Evolution du concept d'émeute


 

1) Limites du concept pour la BE

Dans le numéro 1, nous avions listé une série d'événements qui nous paraissaient litigieux du point de vue de l'émeute, mais pour lesquels nous avions cependant ouvert un dossier d'émeute [cf. « Limites du concept d'émeute en 1989 »]. Ici, il s'agit de cas de figures ou de raisons qui, au contraire, font qu'un événement est en dessous ou en dehors de l'émeute, telle que nous la concevons. 
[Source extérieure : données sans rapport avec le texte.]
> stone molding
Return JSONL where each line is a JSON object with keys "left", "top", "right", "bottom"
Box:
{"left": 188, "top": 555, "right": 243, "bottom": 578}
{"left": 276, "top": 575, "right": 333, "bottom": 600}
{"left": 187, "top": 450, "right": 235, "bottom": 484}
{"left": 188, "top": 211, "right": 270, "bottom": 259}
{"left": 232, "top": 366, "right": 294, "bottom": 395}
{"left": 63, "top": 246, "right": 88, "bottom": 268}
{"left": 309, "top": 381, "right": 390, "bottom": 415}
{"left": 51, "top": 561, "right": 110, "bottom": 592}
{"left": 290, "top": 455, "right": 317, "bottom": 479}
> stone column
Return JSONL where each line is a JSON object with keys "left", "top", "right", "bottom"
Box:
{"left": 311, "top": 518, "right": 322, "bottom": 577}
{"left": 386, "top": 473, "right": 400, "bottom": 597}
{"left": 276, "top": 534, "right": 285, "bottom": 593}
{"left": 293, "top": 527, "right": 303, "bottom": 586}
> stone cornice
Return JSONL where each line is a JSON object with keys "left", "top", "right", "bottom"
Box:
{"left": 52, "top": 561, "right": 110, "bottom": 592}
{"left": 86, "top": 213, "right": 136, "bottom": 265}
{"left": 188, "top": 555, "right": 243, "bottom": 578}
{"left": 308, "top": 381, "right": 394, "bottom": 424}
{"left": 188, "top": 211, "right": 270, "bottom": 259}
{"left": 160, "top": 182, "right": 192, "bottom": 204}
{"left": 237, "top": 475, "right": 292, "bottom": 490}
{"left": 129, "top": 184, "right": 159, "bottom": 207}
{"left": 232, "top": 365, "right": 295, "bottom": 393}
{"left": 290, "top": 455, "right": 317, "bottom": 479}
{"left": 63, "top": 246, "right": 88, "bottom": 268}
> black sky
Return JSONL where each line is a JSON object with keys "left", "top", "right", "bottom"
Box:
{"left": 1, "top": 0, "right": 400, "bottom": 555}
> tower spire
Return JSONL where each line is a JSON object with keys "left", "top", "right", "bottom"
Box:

a) Lorsque l'information est insuffisante ou incompréhensible. C'est le cas de litige, conduisant à l'exclusion de l'événement, le plus fréquent. Quand l'information utilise l'entrefilet pour rapporter de « violents troubles » dans tel Etat, sans autre indication de lieu, de date, des causes, de la nature, de la durée et des conséquences de ces troubles, il peut s'agir, comme il peut ne pas s'agir d'émeute. Dans le doute, la BE est plutôt minimaliste. En exemple, le Congo en 1990, où il y a probablement eu des émeutes, mais où l'information donne trop peu d'éléments pour le garantir. Le contre-exemple est l'émeute de Johannesburg [26] du 24 janvier 1990, où une décision subjective, tout à fait discutable, avait fait ouvrir un dossier justement parce que le peu d'information semblait indiquer une émeute qu'il n'était plus possible de taire, mais qu'il convenait de voiler. 
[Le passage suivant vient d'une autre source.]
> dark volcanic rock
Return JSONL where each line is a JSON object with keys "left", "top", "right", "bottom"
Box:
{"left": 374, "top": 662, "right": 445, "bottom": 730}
b) Lorsqu'une manifestation se termine en affrontements entre manifestants et forces de l'ordre ou est violemment dispersée, mais sans pillage, ou avec un encadrement qui contrôle complètement la manifestation. Ici, la limite est entre unte attitude offensive, qui pour la BE correspond à une émeute, et une attitude défensive. Bien évidemment, il est très souvent impossible de faire la part des choses. Dans le doute, la BE fait confiance à une impression, résultante de l'expérience de ses observateurs, de leur prudent minimalisme de principe, et de leur optimisme à imaginer les non-dits en fonction de leurs propres désirs ; de même, la BE considère comme émeute un événement ayant regroupé au moins 400 émeutiers. A moins, il s'agit souvent de la rixe du samedi soir, ou d'affrontements de bandes. Le chiffre de 400 nous paraît le chiffre minimum qui engage à coup sûr la spontanéité de personnes ne se connaissant pas au préalable. Bien entendu, ce nombre ne peut pas constituer une règle stricte, car non seulement il est effectivement possible, quoique devenu peu probable, que 400 personnes se battant dans une rue se connaissent toutes, mais il peut y avoir communication spontanée sous la forme de l'émeute avec beaucoup moins de 400 individus. De plus, le nombre d'émeutiers est généralement le plus difficile à déterminer, personne n'étant là pour compter (les émeutiers ne se comptent pas, les compteurs ne sont pas dans l'émeute). La BE a donc écarté les faits divers et raids de bandes (exemple : une bande de punks qui a déferlé sur Hanovre en 1989 et y a tout détruit sur son passage, y compris la prison dans laquelle elle a été jetée). Mais là aussi, les contre-exemples sont faciles à trouver : les émeutes occidentales, ainsi, réunissent rarement 400 émeutiers (avérés) sur plusieurs jours, ou l'Intifada, où les lanceurs de pierre sont également souvent en dessous de ce quota. 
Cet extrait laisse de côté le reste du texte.